House Bill 1338 introduces a change to many (but not all) of our State’s tax incentives, adding what is known as a clawback provision. This requires businesses that receive tax incentives but have not met their stated jobs or investment goals to repay all or part of these incentives. By my count more than 20 states currently have clawback provisions, and I believe it is a growing trend. But by my reckoning, this is a piece of legislation that offers a reasonable and fair adjustment to our current tax incentives. Here’s why.
Economists who have studied tax incentives have not found much to praise. I think this is for three reasons. First, nationwide the use of tax incentives has been ill documented and poorly executed. Even if they have been successful (and certainly many have been, the data is often too poor to analyze results. Second, firms have a huge incentive to misrepresent their plans. Firms that are ruthlessly truthful about their investment and job creation expectations may be at a real disadvantage when facing those who tell a less honest story. A very important study of Ohio firms in the 1990s found that firms that received tax incentives produced far fewer jobs than they promised than those who did not receive the incentives. Finally, most incentives are really only traditional infrastructure investments that the state or local governments would make under any circumstances. They are simply part of good state and local government masquerading as a ‘business incentive.’

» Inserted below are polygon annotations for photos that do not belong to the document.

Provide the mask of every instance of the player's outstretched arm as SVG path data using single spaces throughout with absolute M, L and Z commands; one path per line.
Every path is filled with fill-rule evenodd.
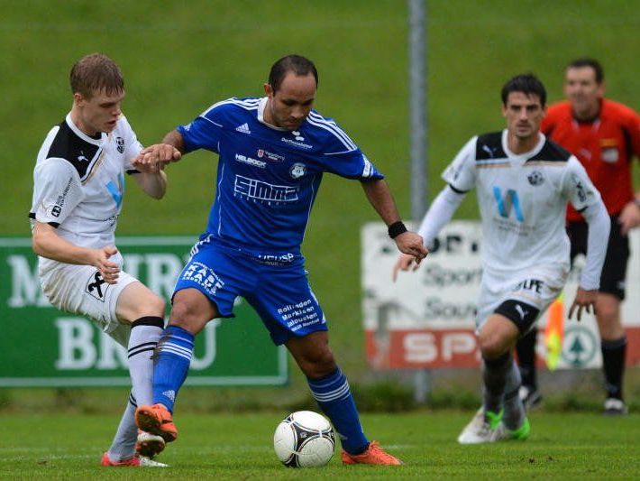
M 167 134 L 160 143 L 145 147 L 133 162 L 136 166 L 142 166 L 143 171 L 154 172 L 161 171 L 169 162 L 176 162 L 182 158 L 185 152 L 185 143 L 182 134 L 177 130 Z
M 107 283 L 114 284 L 118 281 L 120 266 L 109 261 L 109 257 L 118 252 L 113 245 L 99 249 L 80 247 L 58 236 L 54 227 L 36 221 L 32 231 L 32 247 L 33 252 L 41 257 L 65 264 L 93 265 L 100 271 Z
M 576 312 L 578 320 L 582 319 L 582 310 L 588 313 L 596 313 L 596 300 L 598 299 L 598 290 L 587 291 L 581 287 L 578 288 L 576 297 L 573 300 L 571 307 L 569 309 L 569 319 L 573 317 L 573 312 Z
M 132 161 L 132 165 L 138 171 L 140 168 L 135 160 Z M 167 191 L 167 174 L 162 171 L 157 172 L 140 171 L 133 175 L 135 183 L 138 184 L 144 193 L 153 199 L 162 199 Z
M 635 199 L 624 207 L 617 217 L 620 232 L 626 236 L 629 231 L 640 226 L 640 192 L 635 193 Z
M 448 185 L 443 189 L 420 223 L 418 235 L 424 239 L 425 244 L 431 244 L 440 229 L 451 220 L 463 199 L 464 194 L 456 192 Z M 419 264 L 414 262 L 411 256 L 401 254 L 393 266 L 393 281 L 396 281 L 400 271 L 416 271 Z
M 396 241 L 398 249 L 401 253 L 411 255 L 415 262 L 419 264 L 426 257 L 429 251 L 425 247 L 420 236 L 404 227 L 387 182 L 382 179 L 374 179 L 361 180 L 361 184 L 373 208 L 389 227 L 389 236 Z M 399 229 L 394 228 L 396 227 Z

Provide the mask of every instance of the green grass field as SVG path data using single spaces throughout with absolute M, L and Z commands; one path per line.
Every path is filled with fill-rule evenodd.
M 593 55 L 606 68 L 608 94 L 640 108 L 636 7 L 626 0 L 428 1 L 430 199 L 467 139 L 504 125 L 498 91 L 512 75 L 536 72 L 553 101 L 562 97 L 564 64 Z M 320 71 L 316 108 L 387 175 L 409 215 L 406 0 L 0 0 L 0 235 L 29 236 L 37 151 L 70 107 L 72 63 L 96 51 L 120 63 L 123 109 L 144 143 L 217 100 L 261 95 L 279 56 L 309 56 Z M 160 202 L 130 183 L 117 233 L 197 236 L 214 196 L 215 162 L 195 153 L 170 166 Z M 457 217 L 477 217 L 474 196 Z M 356 182 L 327 175 L 303 245 L 332 344 L 358 375 L 367 370 L 363 342 L 353 342 L 361 338 L 359 232 L 376 218 Z
M 7 416 L 3 418 L 0 477 L 629 479 L 640 476 L 637 414 L 606 419 L 535 413 L 527 441 L 483 446 L 460 446 L 455 441 L 471 412 L 365 415 L 367 432 L 402 458 L 405 466 L 343 467 L 336 451 L 328 467 L 304 473 L 283 467 L 273 453 L 273 430 L 285 414 L 178 415 L 180 437 L 159 458 L 171 467 L 152 473 L 150 468 L 98 466 L 113 434 L 114 416 Z
M 0 0 L 0 235 L 30 235 L 26 214 L 37 151 L 70 107 L 72 63 L 96 51 L 121 65 L 127 90 L 124 112 L 147 144 L 219 99 L 261 95 L 277 58 L 290 52 L 309 56 L 320 71 L 318 111 L 334 117 L 387 175 L 401 213 L 408 217 L 406 0 Z M 468 138 L 502 128 L 498 92 L 512 75 L 535 71 L 546 84 L 550 101 L 555 101 L 562 97 L 565 63 L 595 56 L 604 63 L 610 97 L 640 109 L 637 10 L 638 2 L 628 0 L 429 0 L 429 198 L 442 186 L 442 170 Z M 130 183 L 118 234 L 197 236 L 214 195 L 215 165 L 215 156 L 205 153 L 171 165 L 169 189 L 160 202 L 144 198 Z M 476 218 L 473 196 L 456 217 Z M 366 364 L 361 322 L 360 228 L 375 219 L 356 182 L 327 175 L 303 245 L 314 290 L 331 323 L 333 348 L 354 386 L 381 377 L 372 375 Z M 3 362 L 0 348 L 0 365 Z M 637 412 L 640 373 L 633 369 L 629 375 L 627 400 Z M 475 374 L 463 384 L 438 379 L 435 394 L 451 392 L 449 406 L 462 406 L 462 393 L 477 391 Z M 589 408 L 598 412 L 599 377 L 591 376 L 576 389 L 580 402 L 592 402 Z M 284 388 L 211 393 L 185 389 L 181 393 L 182 406 L 190 410 L 178 412 L 181 438 L 162 456 L 172 467 L 154 475 L 183 479 L 300 476 L 279 466 L 270 446 L 272 430 L 286 412 L 191 413 L 211 410 L 213 403 L 215 409 L 251 411 L 263 409 L 261 403 L 300 402 L 308 394 L 295 367 Z M 149 477 L 96 466 L 117 414 L 56 413 L 58 408 L 68 412 L 75 402 L 119 406 L 123 393 L 75 390 L 68 398 L 55 396 L 53 390 L 0 389 L 0 477 Z M 45 410 L 46 414 L 34 413 Z M 534 434 L 526 443 L 462 449 L 454 439 L 471 416 L 471 412 L 365 415 L 367 431 L 407 466 L 347 469 L 334 459 L 327 468 L 305 475 L 640 476 L 637 414 L 610 421 L 595 413 L 535 414 Z

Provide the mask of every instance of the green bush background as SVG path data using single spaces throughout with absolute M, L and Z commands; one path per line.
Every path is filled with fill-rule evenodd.
M 593 56 L 605 66 L 609 96 L 640 106 L 637 2 L 432 0 L 427 5 L 430 197 L 469 137 L 502 128 L 499 89 L 515 74 L 535 72 L 553 101 L 562 97 L 565 63 Z M 143 143 L 217 100 L 261 95 L 276 59 L 308 56 L 320 72 L 315 107 L 335 118 L 387 175 L 401 213 L 409 216 L 405 0 L 2 0 L 0 9 L 0 234 L 29 235 L 35 156 L 70 107 L 72 63 L 92 51 L 120 64 L 124 113 Z M 196 236 L 206 226 L 215 164 L 214 155 L 195 153 L 170 166 L 169 192 L 160 202 L 130 184 L 118 234 Z M 477 217 L 472 197 L 458 217 Z M 359 232 L 376 218 L 357 182 L 326 176 L 303 246 L 332 346 L 355 382 L 370 375 Z M 291 387 L 266 390 L 261 399 L 295 401 L 306 393 L 303 385 L 294 368 Z M 20 393 L 2 395 L 11 403 Z M 257 402 L 251 390 L 220 390 L 212 397 Z

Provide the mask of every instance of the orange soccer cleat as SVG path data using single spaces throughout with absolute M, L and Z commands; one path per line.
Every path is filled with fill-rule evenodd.
M 161 436 L 166 442 L 175 441 L 178 438 L 171 413 L 162 404 L 138 407 L 135 410 L 135 423 L 145 432 Z
M 343 449 L 343 464 L 375 464 L 375 465 L 401 465 L 395 456 L 385 451 L 378 441 L 371 441 L 367 450 L 361 454 L 349 454 Z

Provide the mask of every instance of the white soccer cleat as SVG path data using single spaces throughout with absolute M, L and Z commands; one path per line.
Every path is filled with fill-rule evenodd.
M 509 436 L 506 432 L 501 420 L 502 412 L 493 415 L 489 413 L 489 416 L 486 416 L 484 408 L 480 408 L 471 422 L 458 436 L 458 442 L 460 444 L 481 444 L 508 439 Z
M 605 409 L 602 413 L 605 416 L 625 416 L 629 413 L 629 410 L 624 401 L 610 397 L 605 401 Z
M 165 441 L 161 436 L 138 430 L 135 452 L 150 459 L 164 450 Z

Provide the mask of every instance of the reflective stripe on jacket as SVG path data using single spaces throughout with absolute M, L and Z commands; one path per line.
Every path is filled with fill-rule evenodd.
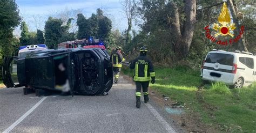
M 116 50 L 113 50 L 111 53 L 111 61 L 113 67 L 121 68 L 123 55 L 120 52 Z

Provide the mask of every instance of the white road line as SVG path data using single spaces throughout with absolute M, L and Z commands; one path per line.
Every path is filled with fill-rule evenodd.
M 160 115 L 159 113 L 150 104 L 145 104 L 147 107 L 154 115 L 158 121 L 164 126 L 168 132 L 176 133 L 174 129 L 168 124 L 168 123 Z
M 25 114 L 22 115 L 18 120 L 14 123 L 8 129 L 4 130 L 3 133 L 8 133 L 14 129 L 17 125 L 18 125 L 21 122 L 22 122 L 26 116 L 28 116 L 32 112 L 33 112 L 38 106 L 47 98 L 47 97 L 44 97 L 40 101 L 39 101 L 34 106 L 33 106 L 30 109 L 29 109 Z

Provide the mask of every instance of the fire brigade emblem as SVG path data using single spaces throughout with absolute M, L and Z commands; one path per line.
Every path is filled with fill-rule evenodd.
M 229 35 L 233 38 L 234 35 L 230 33 L 230 31 L 232 31 L 235 28 L 235 24 L 230 23 L 230 16 L 225 2 L 224 2 L 222 6 L 221 11 L 218 18 L 218 21 L 221 25 L 219 26 L 219 24 L 213 24 L 213 29 L 218 32 L 214 36 L 218 36 L 219 35 L 226 36 L 226 35 Z

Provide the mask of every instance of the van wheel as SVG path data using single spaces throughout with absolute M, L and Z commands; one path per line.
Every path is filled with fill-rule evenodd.
M 234 87 L 235 88 L 241 88 L 244 85 L 244 81 L 241 78 L 239 78 L 235 81 L 235 83 L 234 85 Z

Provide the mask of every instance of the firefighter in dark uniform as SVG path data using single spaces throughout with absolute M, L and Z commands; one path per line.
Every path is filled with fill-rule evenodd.
M 121 71 L 121 62 L 124 61 L 122 54 L 122 47 L 118 47 L 116 49 L 113 50 L 111 53 L 111 60 L 113 63 L 113 71 L 114 75 L 114 83 L 117 83 L 119 73 Z
M 149 100 L 149 87 L 150 77 L 151 83 L 154 84 L 155 72 L 153 64 L 146 56 L 147 48 L 143 46 L 139 49 L 139 56 L 129 63 L 129 67 L 131 69 L 134 69 L 133 80 L 136 85 L 136 107 L 140 107 L 140 92 L 142 87 L 144 97 L 144 102 L 147 103 Z

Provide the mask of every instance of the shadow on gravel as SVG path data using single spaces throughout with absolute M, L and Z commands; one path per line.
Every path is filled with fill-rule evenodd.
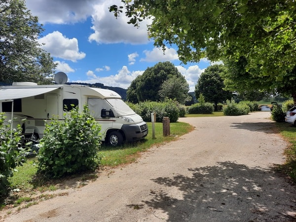
M 273 122 L 234 122 L 231 123 L 230 126 L 235 129 L 245 129 L 251 131 L 274 133 L 275 125 Z
M 167 214 L 169 222 L 296 221 L 295 187 L 271 169 L 223 162 L 188 170 L 191 177 L 152 180 L 182 196 L 151 190 L 151 199 L 144 202 Z

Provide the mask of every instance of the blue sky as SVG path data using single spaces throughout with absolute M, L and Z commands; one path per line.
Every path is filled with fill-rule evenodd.
M 120 0 L 26 0 L 32 14 L 45 29 L 38 39 L 58 64 L 68 81 L 96 83 L 127 89 L 148 67 L 159 62 L 173 63 L 194 91 L 199 75 L 210 65 L 182 64 L 176 48 L 162 50 L 147 37 L 145 21 L 139 29 L 126 23 L 122 15 L 115 19 L 108 7 Z

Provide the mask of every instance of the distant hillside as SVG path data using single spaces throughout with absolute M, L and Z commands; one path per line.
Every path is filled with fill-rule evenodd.
M 87 85 L 90 87 L 100 88 L 101 89 L 110 89 L 110 90 L 114 91 L 120 95 L 121 98 L 123 100 L 126 100 L 126 89 L 123 89 L 120 87 L 113 87 L 112 86 L 107 86 L 104 85 L 103 83 L 97 82 L 94 84 L 85 83 L 81 82 L 67 82 L 67 85 L 71 85 L 72 84 L 77 84 L 78 85 Z

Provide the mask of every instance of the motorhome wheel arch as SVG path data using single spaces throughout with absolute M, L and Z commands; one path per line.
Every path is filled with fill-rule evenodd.
M 113 91 L 83 85 L 17 82 L 0 86 L 0 112 L 5 113 L 5 121 L 12 116 L 13 127 L 19 124 L 24 130 L 34 128 L 36 136 L 41 138 L 44 120 L 62 120 L 72 104 L 80 111 L 87 104 L 105 133 L 102 140 L 117 146 L 141 140 L 148 133 L 147 123 L 121 99 Z

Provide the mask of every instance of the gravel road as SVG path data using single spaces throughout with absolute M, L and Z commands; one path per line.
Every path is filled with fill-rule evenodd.
M 272 170 L 287 144 L 270 115 L 180 118 L 194 130 L 1 221 L 296 221 L 296 188 Z

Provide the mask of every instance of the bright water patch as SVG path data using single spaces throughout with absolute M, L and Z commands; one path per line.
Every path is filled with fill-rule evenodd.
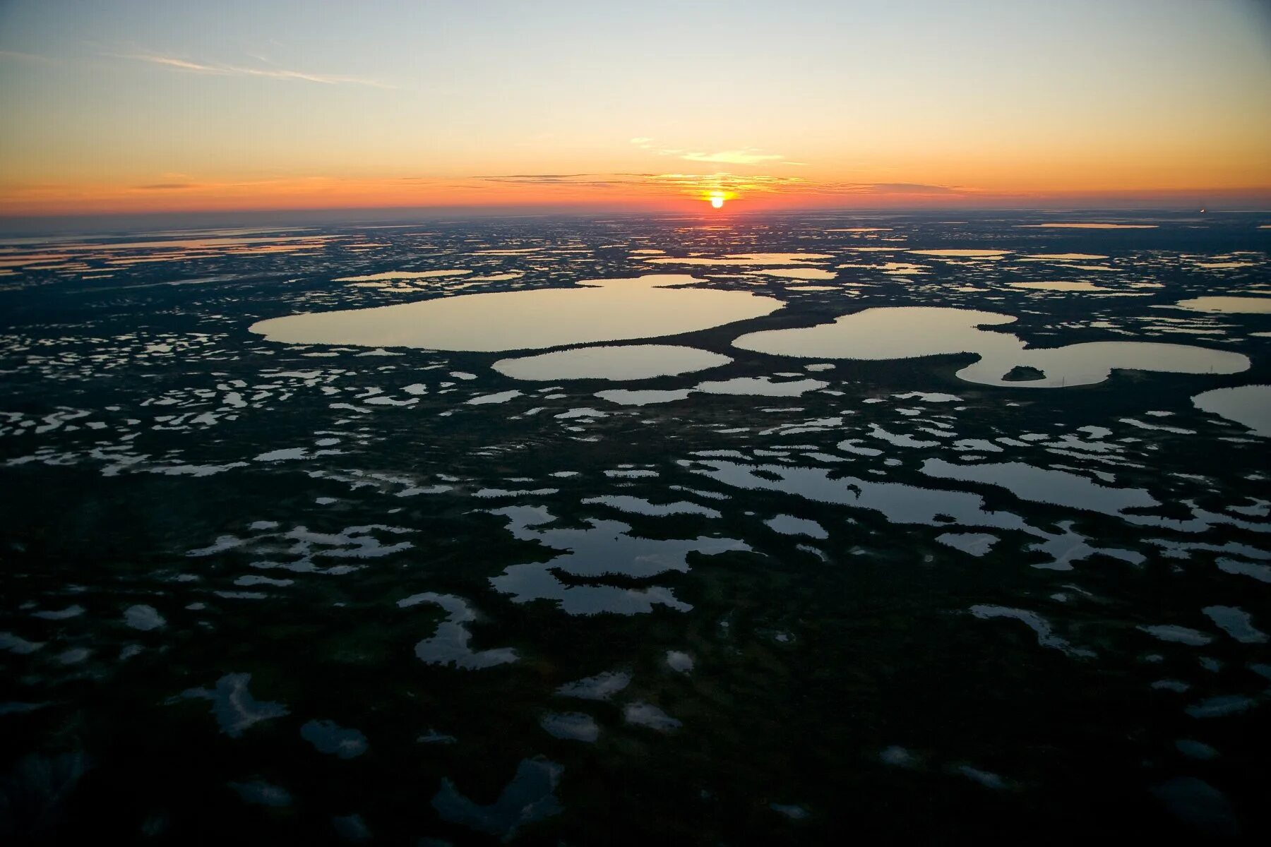
M 1013 323 L 1010 315 L 967 309 L 896 306 L 844 315 L 833 324 L 742 335 L 735 347 L 801 358 L 900 359 L 975 353 L 977 362 L 957 372 L 982 385 L 1056 389 L 1094 385 L 1113 370 L 1169 373 L 1238 373 L 1249 359 L 1239 353 L 1183 344 L 1093 342 L 1028 349 L 1016 335 L 980 326 Z M 1016 380 L 1016 368 L 1040 377 Z
M 679 335 L 782 307 L 744 291 L 672 288 L 683 274 L 591 279 L 573 288 L 461 295 L 374 309 L 273 317 L 253 333 L 286 344 L 502 352 Z
M 1256 436 L 1271 438 L 1271 385 L 1202 391 L 1192 397 L 1192 405 L 1201 411 L 1243 424 Z
M 1179 300 L 1173 307 L 1232 315 L 1266 315 L 1271 312 L 1271 297 L 1192 297 Z
M 686 612 L 691 606 L 676 599 L 670 588 L 609 585 L 604 578 L 616 575 L 629 582 L 652 579 L 669 571 L 686 573 L 690 552 L 713 555 L 750 550 L 749 545 L 735 538 L 641 538 L 632 535 L 625 523 L 595 518 L 586 521 L 590 524 L 586 530 L 539 528 L 554 523 L 555 518 L 547 509 L 534 507 L 508 507 L 493 514 L 508 518 L 508 530 L 517 538 L 566 551 L 547 563 L 511 565 L 502 575 L 489 580 L 494 589 L 511 594 L 516 603 L 550 599 L 569 615 L 636 615 L 651 612 L 653 606 Z M 553 571 L 568 574 L 572 579 L 566 583 Z M 580 584 L 582 580 L 587 582 Z
M 500 359 L 496 371 L 515 380 L 647 380 L 727 364 L 719 353 L 677 344 L 582 347 L 540 356 Z
M 685 259 L 660 257 L 656 259 L 644 259 L 644 262 L 649 264 L 694 264 L 704 267 L 763 267 L 765 264 L 807 264 L 810 262 L 821 262 L 824 259 L 833 258 L 833 255 L 824 253 L 733 253 L 718 259 L 703 257 L 689 257 Z
M 1106 288 L 1104 286 L 1096 286 L 1093 282 L 1010 282 L 1007 283 L 1012 288 L 1028 288 L 1032 291 L 1115 291 L 1113 288 Z

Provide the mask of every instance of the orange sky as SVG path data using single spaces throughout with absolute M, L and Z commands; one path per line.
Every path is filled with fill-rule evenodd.
M 1271 206 L 1257 4 L 487 5 L 3 5 L 0 215 Z

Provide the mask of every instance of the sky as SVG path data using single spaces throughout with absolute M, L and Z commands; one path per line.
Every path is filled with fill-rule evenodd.
M 0 216 L 1271 207 L 1267 0 L 0 0 Z

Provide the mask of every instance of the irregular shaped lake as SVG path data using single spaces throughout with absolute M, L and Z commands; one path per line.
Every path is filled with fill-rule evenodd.
M 1113 370 L 1238 373 L 1249 367 L 1249 359 L 1239 353 L 1204 347 L 1093 342 L 1026 349 L 1016 335 L 980 329 L 1014 320 L 1010 315 L 971 309 L 867 309 L 821 326 L 750 333 L 736 339 L 733 347 L 773 356 L 844 359 L 975 353 L 980 361 L 958 371 L 958 377 L 982 385 L 1030 389 L 1093 385 L 1107 380 Z M 1024 368 L 1030 373 L 1038 371 L 1042 376 L 1032 380 L 1008 378 L 1017 368 Z
M 262 320 L 253 333 L 287 344 L 500 352 L 679 335 L 760 317 L 779 300 L 744 291 L 671 288 L 684 274 L 587 279 L 576 288 L 507 291 Z
M 513 380 L 647 380 L 704 371 L 731 362 L 727 356 L 676 344 L 583 347 L 516 359 L 493 368 Z

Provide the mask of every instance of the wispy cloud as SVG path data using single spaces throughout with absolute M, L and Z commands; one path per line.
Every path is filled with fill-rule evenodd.
M 247 67 L 243 65 L 222 65 L 220 62 L 194 62 L 177 56 L 161 56 L 156 53 L 103 53 L 111 58 L 125 58 L 137 62 L 149 62 L 161 67 L 170 67 L 189 74 L 207 74 L 212 76 L 262 76 L 276 80 L 290 80 L 299 83 L 316 83 L 319 85 L 366 85 L 370 88 L 393 89 L 394 85 L 369 80 L 361 76 L 341 76 L 337 74 L 310 74 L 306 71 L 289 71 L 281 67 Z
M 11 60 L 15 62 L 36 62 L 39 65 L 52 65 L 57 60 L 50 58 L 48 56 L 37 56 L 36 53 L 23 53 L 18 50 L 0 50 L 0 58 Z
M 660 156 L 676 156 L 684 161 L 700 161 L 713 165 L 803 165 L 802 161 L 785 161 L 785 156 L 775 152 L 763 152 L 755 147 L 740 147 L 737 150 L 719 150 L 705 152 L 702 150 L 683 150 L 680 147 L 661 147 L 653 143 L 653 138 L 638 136 L 630 142 L 641 150 L 656 152 Z
M 686 152 L 680 159 L 719 165 L 761 165 L 765 161 L 780 161 L 783 156 L 747 147 L 746 150 L 721 150 L 719 152 Z

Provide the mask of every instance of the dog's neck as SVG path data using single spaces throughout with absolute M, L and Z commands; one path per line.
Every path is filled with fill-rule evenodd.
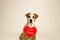
M 27 25 L 28 25 L 29 27 L 34 27 L 34 26 L 35 26 L 34 23 L 27 23 Z

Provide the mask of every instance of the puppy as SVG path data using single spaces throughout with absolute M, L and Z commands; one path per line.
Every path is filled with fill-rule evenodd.
M 27 23 L 26 25 L 29 26 L 29 27 L 33 27 L 35 26 L 35 20 L 38 18 L 38 15 L 36 13 L 27 13 L 25 15 L 27 17 Z M 21 35 L 19 36 L 19 40 L 36 40 L 36 34 L 31 37 L 31 38 L 28 38 L 25 33 L 21 33 Z

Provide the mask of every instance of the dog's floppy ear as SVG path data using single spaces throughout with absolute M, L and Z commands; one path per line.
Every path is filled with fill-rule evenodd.
M 35 18 L 38 18 L 38 15 L 36 13 L 34 13 L 34 16 L 35 16 Z
M 30 13 L 27 13 L 25 16 L 28 17 L 30 15 Z

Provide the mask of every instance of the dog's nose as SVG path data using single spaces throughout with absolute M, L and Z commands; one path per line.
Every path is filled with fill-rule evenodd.
M 30 23 L 32 23 L 32 19 L 30 19 Z

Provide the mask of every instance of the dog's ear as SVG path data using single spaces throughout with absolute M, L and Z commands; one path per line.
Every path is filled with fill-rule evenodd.
M 35 16 L 35 18 L 38 18 L 38 15 L 36 13 L 34 13 L 34 16 Z
M 25 16 L 28 17 L 30 15 L 30 13 L 27 13 Z

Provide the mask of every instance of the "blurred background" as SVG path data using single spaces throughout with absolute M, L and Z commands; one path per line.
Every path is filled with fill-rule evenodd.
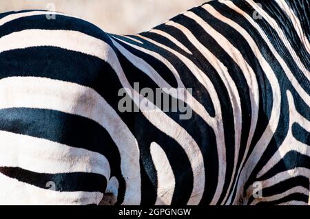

Indiana has a superb reputation regarding tax incentives. The state is careful, limited and transparent with their provision of tax incentives. They go to very few firms, and only those that are truly ‘footloose’ (unlike California and West Virginia that give millions of dollars to big box retailers). The folks at a group known as “Good Jobs First” a union financed incentive watchdog give Indiana an A grade in the transparency of their program. Despite the care and limitations of our programs, we do very well in business attraction. We can still be more prudent.
The clawback provisions in HB 1338 are reasonable. The required repayment of incentives by firms that do not meet their commitments places only a modest burden on new businesses. This bill keeps Indiana in the group of honest players when it comes to tax incentives. That is where we need to stay.